The main and highly advantageous key priority is to formalize the economy that has so far remained the biggest hurdle. It’s hard to track and document business activity so we never know what our actual capacity is or what has been our GDP.
I would highlight two key facts and findings which seem to have been key consideration for the incumbent government.
Trickle Down Effect — Pakistan cannot wait
Free markets can work well and trickle down effect follows which can help achieve full scale employment and thus drive growth through job creation
But as stated by Shaukat Tareen, we – a country like Pakistan – need unabated economic growth for straight twenty years for trickle down effect to actualize. Not without some kind, or form of state intervention – direct through cash or indirect through food, clothing, shelter, housing, as being done by PTI government – note that recently World Bank also acknowledged the Pakistani government’s Ehsaas Programme as being among top of the world.
It is regrettable what had got deeply entrenched in Pakistan’s policy circles and business community during Ayub’s era – making of rich folks (remember 22 families) far more richer and believing that with time that money would eventually trickle down.
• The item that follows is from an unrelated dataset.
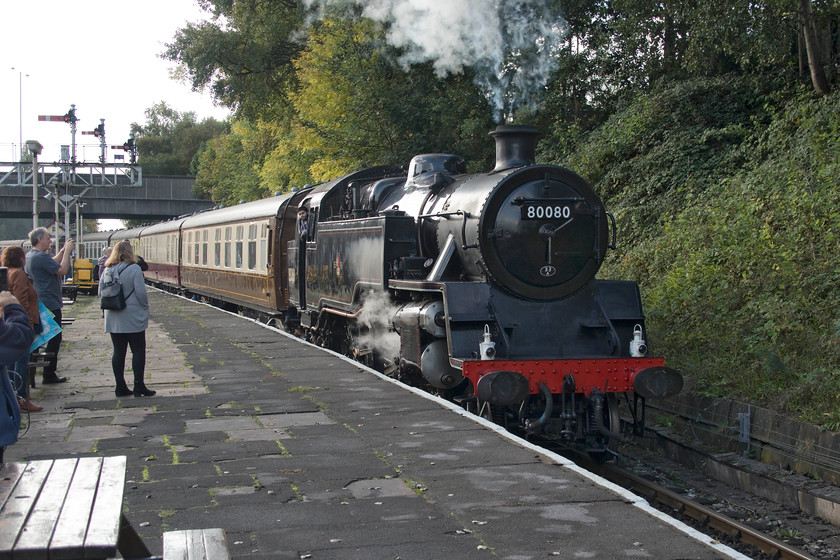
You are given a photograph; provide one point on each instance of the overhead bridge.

Recall the Washington Consensus which later on down the years also endorsed this narrative of free market capitalism.
The pro-poor initiatives and social safety nets include the Ehsaas Programme’s “expansion” (Rs260bn). Further, no more taxes for salaried classes and 10 percent increase in salaries and pensions of government employees (which in a way sets the increment level in private sector). What it entails is that due to cut in taxes, or/and ‘increasing’ incomes – people will have more disposable incomes to spend – especially the poor/middle class – so such social spending schemes will greatly benefit the poor. Those impoverished could come out of poverty.
What is left after spending would be saved (or invested). So there could be two impacts: 1.Demand-push inflation caused by increased buying in the short term. And, 2. Increase in savings for both govt and private employees who have their wages increased.
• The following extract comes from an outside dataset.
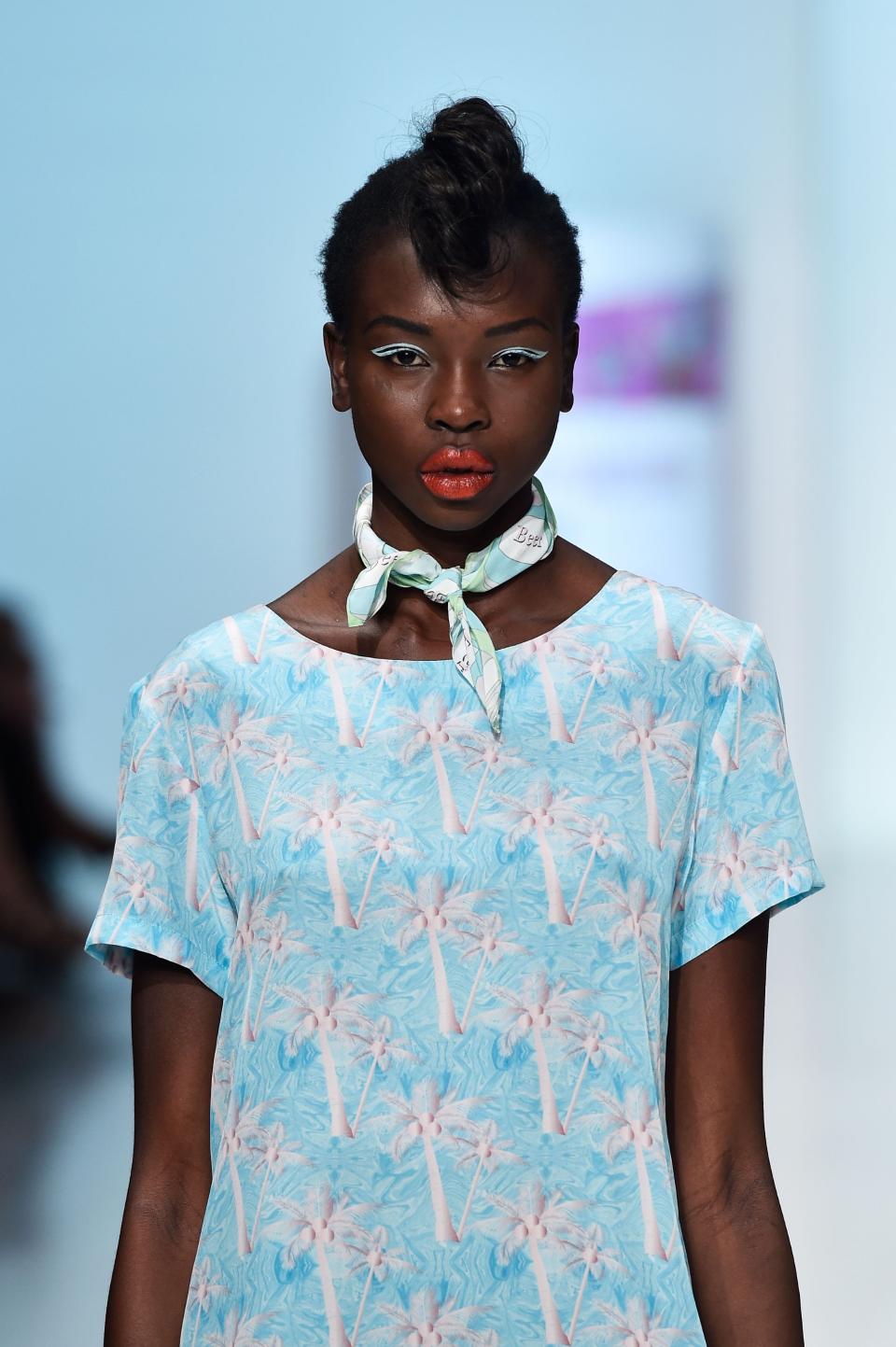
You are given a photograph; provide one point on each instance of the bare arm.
(174, 1021)
(737, 1245)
Interestingly, the income could be brought under taxation if the govt adopts a carefully crafted strategy. Yes, the govt could still ‘receive’ tax money from disposable incomes through sale receipt system. One way to increase taxes as suggested by Tareen is a prize scheme to increase tax base. Thus, prizes amounting to Rs250 million will be distributed among receipt holders every month; a move that would help in documentation of the economy and add about 312,000 potential taxpayers. The government expects to collect Rs100 to Rs150 bn additional revenue through the PoS system (as Points of Sale will be increased from 10,000 to 60,000).
Revenues and tax widening go together
Tax collection target set at Rs5,829bn is both highly challenging and aggressive; experts believe it can only be achieved through a widening of the tax base. The question that has divided the economic experts though is: can the government mobilize revenues without new taxes, while proposing to reduce the exports’ tax regime, increasing/giving new exemptions esp. to SEZs. So from power sector to agriculture, there’s something for all; tax cuts; subsidies, exemptions.
And how would the govt keep inflation under control when it intends to spend too much to achieve the targeted economic growth? In other words, the fiscal and trade deficits will increase further unless the tax and non-tax revenue targets are met and the exports are increased to $30 bn, according to Razzak Dawood. For sustainable economic growth, exports should make up to 20 pc of GDP, according to Tareen.